La malattia è la sua ultima compagna di viaggio; finché può, la vive nella sua stanza del Cuamm, ultima Thule di una vita vissuta con eguale intensità in ogni condizione. A chi lo va a trovare confida: «Vivo alla giornata, cerco di non lasciarmi sconvolgere»; e aggiunge: «Prima o poi il grande passaggio bisogna farlo». Accetta con serenità la dura prova cui è sottoposto: «Non rifiuto di curarmi, non voglio chiudermi né piangere sulla morte; cerco di pensare più agli altri che a me stesso, alle persone che soffrono».

L’ultimissima fase è costretto a trascorrerla in un istituto, ma anche lì è come se fosse a casa sua: un’ininterrotta catena di volontari gli sta a fianco fino alla fine, e quell’affetto è la terapia palliativa più efficace. Lui chiede solo una cosa: di venire sepolto nel cimitero della sua Creola natìa, accanto ai familiari che l’hanno preceduto. Dopo una vita spesa tra Italia e Africa, il suo è davvero il ritorno a casa, ad una Itaca dello spirito ritrovata al termine di un turbolento viaggio.

Poco prima di morire, ha provveduto al suo testamento spirituale.

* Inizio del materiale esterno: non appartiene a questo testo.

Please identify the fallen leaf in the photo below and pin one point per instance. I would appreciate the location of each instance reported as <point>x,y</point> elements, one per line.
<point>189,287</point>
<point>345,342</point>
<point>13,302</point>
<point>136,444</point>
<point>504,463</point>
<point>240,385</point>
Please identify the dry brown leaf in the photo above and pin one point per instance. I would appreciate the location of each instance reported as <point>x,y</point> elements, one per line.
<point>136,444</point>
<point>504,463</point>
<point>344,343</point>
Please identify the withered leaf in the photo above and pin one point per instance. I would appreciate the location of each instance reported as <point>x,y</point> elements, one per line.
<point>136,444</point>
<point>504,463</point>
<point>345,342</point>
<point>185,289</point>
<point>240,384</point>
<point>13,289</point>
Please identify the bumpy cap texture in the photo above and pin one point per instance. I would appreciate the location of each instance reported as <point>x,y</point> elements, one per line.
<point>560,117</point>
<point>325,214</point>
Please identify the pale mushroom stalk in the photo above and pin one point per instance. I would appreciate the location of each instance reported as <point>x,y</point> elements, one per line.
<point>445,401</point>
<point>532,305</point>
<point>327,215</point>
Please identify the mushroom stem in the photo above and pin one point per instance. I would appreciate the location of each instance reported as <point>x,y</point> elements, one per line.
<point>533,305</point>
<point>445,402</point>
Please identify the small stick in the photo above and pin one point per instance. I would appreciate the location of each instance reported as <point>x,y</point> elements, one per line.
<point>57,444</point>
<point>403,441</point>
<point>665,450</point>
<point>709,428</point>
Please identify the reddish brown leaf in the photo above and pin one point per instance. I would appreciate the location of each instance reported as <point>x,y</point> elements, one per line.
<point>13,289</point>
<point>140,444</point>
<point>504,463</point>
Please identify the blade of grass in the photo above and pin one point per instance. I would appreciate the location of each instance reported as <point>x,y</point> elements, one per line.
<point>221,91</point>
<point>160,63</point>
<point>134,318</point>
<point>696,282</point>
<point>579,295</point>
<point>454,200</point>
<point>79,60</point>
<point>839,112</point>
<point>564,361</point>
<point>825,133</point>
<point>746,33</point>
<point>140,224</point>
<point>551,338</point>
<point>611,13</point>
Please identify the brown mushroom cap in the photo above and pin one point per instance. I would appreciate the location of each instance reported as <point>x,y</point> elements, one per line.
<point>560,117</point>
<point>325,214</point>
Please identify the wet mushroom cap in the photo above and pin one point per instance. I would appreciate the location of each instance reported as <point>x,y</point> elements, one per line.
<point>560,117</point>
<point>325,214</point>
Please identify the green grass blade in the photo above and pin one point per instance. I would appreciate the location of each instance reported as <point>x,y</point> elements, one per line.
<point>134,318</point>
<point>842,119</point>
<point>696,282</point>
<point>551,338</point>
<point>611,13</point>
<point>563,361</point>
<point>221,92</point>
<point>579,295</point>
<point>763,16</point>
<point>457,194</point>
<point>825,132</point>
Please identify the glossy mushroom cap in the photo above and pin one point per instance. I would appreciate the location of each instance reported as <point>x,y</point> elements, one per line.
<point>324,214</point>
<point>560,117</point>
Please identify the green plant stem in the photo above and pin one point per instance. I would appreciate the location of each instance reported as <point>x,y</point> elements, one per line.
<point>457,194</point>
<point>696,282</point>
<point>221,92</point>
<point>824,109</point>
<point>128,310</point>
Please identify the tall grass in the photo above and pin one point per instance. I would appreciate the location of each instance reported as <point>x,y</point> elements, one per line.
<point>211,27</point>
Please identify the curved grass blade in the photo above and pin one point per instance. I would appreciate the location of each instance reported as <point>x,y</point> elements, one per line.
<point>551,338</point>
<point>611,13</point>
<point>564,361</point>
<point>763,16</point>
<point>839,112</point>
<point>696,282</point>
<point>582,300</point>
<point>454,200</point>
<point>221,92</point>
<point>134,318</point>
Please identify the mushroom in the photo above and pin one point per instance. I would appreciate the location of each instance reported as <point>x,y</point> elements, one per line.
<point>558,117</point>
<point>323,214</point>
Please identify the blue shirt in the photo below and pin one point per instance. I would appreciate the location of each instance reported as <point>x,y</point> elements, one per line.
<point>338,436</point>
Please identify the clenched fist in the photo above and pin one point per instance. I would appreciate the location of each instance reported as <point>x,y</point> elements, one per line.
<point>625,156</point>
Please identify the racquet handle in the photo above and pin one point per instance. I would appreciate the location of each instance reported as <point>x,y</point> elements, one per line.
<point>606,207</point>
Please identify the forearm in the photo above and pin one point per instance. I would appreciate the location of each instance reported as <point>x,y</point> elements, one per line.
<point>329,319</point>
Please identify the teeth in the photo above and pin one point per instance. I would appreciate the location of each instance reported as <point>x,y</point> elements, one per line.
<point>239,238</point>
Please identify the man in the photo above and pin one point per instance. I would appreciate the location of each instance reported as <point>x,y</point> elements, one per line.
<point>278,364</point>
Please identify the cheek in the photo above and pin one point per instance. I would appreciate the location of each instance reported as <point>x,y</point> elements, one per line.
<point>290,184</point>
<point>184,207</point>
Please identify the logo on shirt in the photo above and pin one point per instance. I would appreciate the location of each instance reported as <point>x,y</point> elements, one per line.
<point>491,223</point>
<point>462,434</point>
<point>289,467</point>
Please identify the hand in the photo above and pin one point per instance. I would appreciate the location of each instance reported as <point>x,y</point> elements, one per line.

Il primo pensiero è per il Padreterno, “el Paròn grando”, che lo ha amato fin dalla nascita: «Ho sempre sentito e sento di non ringraziare mai abbastanza il Signore per un’esperienza così ricca e straordinaria che mi ha dato di vivere, anche se non priva di difficoltà, di fatiche, di preoccupazioni e a volte di sofferenze e di lacrime».

Si dice debitore al Cuamm della straordinaria esperienza che gli ha fatto vivere: «Nel bisogno ho capito di più cosa vuol dire mancare del necessario, e ho percepito più pressante e urgente l’impegno di scegliere e servire i poveri, i più poveri, coloro che non hanno niente e nessuno che li aiuti».

Rivolge un pensiero commosso ai suoi genitori, «che mi hanno educato alla rettitudine, alla riservatezza, all’onestà, allo spirito di sacrificio, al senso del dovere, alla pratica religiosa, all’amore di Dio e del prossimo».

Poi, le sue ultime volontà: «Nato povero, ho sempre cercato di vivere con il minimo indispensabile. Non ho nulla di mio e nulla da lasciare». Il giorno prima della sua morte, cosciente di avvicinarsi all’incontro con il Padre, ha chiesto ad Angela, sua sorella, “Dammi un bacio”; quasi a sentirlo come il bacio di sua mamma Teresa.